For workflows that feel like handoffs — a triage agent that routes to a specialist — agent-as-tool plus the coordinator pattern from 15.4 is usually clearer.

15.6 Permissions for Sub-agents

A sub-agent shares the parent's permission manager by default — any tool it calls goes through the same policy check. This matters: a sub-agent cannot escalate privilege by being a sub-agent. If the parent can't bash rm -rf /, neither can the sub-agent.
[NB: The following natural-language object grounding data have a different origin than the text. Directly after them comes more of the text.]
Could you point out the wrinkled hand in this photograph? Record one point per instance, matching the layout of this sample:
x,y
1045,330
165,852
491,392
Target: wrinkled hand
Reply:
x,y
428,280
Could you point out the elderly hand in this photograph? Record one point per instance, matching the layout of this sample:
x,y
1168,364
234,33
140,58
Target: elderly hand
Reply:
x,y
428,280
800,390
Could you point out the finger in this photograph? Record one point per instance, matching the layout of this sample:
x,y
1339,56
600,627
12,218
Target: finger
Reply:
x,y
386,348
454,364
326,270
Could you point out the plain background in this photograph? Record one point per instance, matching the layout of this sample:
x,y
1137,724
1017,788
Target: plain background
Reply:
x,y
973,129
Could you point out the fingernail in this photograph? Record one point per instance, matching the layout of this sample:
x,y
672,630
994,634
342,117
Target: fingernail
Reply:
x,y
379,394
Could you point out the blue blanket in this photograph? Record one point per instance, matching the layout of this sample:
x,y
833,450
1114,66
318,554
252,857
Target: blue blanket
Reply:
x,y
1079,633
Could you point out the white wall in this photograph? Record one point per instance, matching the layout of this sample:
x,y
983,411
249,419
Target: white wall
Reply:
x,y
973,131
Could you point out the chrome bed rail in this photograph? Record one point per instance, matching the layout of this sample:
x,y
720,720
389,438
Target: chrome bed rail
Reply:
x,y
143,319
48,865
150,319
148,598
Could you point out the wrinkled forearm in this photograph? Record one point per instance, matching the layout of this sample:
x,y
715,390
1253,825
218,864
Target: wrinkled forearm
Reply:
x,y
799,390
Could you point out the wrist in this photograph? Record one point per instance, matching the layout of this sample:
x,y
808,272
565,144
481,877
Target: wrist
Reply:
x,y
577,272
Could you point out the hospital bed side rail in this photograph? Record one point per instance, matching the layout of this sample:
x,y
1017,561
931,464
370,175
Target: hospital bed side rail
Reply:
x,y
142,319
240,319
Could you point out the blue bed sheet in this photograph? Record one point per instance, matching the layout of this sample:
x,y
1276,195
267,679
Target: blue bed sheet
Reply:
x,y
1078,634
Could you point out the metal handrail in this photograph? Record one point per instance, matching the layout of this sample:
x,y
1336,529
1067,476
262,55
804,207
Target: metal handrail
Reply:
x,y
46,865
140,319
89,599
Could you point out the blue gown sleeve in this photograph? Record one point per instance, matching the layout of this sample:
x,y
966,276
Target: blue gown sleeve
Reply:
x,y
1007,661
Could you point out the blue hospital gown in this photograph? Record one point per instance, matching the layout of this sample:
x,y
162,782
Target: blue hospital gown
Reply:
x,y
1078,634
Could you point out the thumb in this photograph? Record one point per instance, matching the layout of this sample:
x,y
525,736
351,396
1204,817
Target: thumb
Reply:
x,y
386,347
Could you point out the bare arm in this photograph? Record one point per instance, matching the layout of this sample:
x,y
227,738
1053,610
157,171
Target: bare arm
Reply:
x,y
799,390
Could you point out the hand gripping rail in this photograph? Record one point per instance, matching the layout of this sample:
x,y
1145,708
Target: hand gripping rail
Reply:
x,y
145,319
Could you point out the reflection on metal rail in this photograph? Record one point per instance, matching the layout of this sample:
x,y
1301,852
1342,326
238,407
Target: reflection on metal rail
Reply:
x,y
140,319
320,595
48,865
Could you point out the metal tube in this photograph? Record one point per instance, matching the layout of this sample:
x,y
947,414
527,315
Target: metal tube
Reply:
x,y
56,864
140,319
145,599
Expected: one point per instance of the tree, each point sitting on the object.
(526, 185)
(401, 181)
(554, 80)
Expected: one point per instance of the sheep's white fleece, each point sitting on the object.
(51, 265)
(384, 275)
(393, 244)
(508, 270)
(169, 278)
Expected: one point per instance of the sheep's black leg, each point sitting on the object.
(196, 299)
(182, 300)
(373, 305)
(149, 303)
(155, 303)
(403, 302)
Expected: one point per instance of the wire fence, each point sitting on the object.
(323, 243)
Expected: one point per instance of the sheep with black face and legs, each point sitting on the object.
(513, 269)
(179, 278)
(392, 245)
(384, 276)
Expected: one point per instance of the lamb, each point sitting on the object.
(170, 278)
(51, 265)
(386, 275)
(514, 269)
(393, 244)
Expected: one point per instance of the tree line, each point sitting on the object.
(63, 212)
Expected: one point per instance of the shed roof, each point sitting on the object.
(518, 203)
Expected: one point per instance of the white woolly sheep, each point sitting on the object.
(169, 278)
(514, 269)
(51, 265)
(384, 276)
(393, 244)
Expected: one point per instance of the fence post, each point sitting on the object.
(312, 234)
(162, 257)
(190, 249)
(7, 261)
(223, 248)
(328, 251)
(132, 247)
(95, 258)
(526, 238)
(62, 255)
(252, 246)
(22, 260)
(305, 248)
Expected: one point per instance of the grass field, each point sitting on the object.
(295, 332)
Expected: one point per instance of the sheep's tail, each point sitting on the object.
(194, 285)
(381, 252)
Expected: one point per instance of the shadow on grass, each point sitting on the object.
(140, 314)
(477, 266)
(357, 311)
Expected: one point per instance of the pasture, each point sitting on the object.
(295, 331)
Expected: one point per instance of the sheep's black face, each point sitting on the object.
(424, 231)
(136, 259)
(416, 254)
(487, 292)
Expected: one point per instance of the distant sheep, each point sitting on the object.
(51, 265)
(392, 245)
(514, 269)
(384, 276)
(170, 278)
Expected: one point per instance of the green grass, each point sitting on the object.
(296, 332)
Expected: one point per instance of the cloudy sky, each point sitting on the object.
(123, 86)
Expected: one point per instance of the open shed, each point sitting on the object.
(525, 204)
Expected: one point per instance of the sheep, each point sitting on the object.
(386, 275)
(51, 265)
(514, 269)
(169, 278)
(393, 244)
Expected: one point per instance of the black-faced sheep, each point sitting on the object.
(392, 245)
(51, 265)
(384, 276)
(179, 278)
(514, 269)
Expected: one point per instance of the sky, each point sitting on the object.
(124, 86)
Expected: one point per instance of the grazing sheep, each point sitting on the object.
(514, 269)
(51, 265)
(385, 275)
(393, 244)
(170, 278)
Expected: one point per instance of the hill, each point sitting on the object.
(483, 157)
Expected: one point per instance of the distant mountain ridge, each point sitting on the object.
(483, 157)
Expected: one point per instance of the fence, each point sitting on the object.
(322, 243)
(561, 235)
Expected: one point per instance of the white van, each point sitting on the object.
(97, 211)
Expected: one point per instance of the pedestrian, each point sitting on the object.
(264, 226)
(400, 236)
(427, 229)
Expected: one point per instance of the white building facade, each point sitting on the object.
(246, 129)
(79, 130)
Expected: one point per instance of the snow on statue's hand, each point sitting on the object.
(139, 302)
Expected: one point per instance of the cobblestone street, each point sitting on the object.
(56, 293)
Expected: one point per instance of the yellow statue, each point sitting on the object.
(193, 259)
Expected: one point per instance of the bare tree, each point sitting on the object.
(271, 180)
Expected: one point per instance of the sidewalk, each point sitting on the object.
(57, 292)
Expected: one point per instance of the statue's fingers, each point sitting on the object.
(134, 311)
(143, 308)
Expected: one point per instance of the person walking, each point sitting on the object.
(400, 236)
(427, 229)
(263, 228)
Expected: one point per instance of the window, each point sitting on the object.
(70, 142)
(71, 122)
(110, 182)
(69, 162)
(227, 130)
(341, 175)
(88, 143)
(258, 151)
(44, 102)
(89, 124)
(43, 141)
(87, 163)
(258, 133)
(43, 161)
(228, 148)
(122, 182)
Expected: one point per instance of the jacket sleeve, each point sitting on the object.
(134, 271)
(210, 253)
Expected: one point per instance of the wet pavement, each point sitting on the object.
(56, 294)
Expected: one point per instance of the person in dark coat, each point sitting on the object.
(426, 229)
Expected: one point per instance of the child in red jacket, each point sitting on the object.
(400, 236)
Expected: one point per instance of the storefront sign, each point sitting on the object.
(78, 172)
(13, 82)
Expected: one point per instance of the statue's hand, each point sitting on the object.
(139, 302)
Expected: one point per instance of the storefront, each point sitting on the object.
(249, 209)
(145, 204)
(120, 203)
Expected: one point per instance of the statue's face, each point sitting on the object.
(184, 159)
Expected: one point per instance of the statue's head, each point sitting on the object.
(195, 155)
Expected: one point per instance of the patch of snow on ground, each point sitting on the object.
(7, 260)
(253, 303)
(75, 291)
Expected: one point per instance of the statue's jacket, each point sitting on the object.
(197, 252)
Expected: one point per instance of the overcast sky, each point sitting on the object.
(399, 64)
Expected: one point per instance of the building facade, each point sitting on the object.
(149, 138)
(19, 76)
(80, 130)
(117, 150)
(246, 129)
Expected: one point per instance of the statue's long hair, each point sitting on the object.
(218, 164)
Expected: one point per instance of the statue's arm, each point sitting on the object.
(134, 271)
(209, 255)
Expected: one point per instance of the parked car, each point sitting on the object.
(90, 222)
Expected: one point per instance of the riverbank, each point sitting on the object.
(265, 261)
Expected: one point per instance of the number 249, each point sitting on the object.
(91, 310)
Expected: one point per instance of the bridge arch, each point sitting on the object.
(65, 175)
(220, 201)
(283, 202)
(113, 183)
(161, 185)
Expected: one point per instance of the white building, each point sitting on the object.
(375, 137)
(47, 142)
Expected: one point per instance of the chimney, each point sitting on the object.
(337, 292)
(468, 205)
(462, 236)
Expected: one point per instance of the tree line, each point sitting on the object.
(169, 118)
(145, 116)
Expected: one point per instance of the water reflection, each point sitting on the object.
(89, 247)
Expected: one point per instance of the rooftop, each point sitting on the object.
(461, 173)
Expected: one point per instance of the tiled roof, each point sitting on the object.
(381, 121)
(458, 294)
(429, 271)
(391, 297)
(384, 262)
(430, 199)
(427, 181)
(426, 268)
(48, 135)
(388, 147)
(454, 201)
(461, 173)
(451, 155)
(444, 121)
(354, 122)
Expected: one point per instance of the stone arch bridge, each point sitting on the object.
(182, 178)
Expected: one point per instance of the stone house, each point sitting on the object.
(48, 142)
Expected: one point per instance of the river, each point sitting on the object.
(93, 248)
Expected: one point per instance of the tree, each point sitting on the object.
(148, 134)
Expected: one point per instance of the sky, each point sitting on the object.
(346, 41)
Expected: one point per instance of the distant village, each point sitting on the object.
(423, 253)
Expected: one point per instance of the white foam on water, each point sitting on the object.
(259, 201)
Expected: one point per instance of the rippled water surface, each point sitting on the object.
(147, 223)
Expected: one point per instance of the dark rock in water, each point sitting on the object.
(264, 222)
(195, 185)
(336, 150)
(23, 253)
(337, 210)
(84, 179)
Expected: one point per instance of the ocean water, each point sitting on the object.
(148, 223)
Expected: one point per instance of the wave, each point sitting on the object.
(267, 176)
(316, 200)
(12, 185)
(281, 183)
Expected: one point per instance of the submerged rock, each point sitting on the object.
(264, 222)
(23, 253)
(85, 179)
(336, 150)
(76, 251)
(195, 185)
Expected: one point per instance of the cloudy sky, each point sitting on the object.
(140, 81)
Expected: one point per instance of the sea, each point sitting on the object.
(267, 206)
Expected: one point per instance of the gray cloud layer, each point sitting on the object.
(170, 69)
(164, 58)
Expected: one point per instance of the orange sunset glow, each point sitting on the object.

For some deployments, you want tighter sub-agent permissions. A research sub-agent might be fully read-only even though the parent has write permissions. The pattern:

spec = SubagentSpec(
    objective="...",
    output_format="...",
    tools_allowed=["search_docs", "read_file_viewport"],  # read-only subset
    ...
)

The spawner filters the catalog by tools_allowed; tools not in the list aren't even visible to the sub-agent. Combined with the permission manager, this gives you layered scoping: tool list for positive restriction, permission policy for negative enforcement.

15.7 Commit

git add -A && git commit -m "ch15: sub-agents — agent-as-tool with spawn budget"
git tag ch15-subagents

15.8 Try It Yourself

1. Measure the overhead. Run a task that can be done either in-line or by spawning one sub-agent. Compare total tokens, total latency, final output quality. Is the sub-agent ever a net win on a small task? When, if so?
2. Force the Trap. Rewrite the scenario so the parent's second sub-agent depends on the first's output. Does the compounding-error pattern from the Multi-Agent Trap paper show up? How often does the second sub-agent misread the first's summary?
3. Add a pre-spawn approval policy. Extend your permission manager so spawn_subagent triggers an ask decision every time. Run a long session. Does the prompt frequency match your intuition? Does the justification field tell you enough to decide well?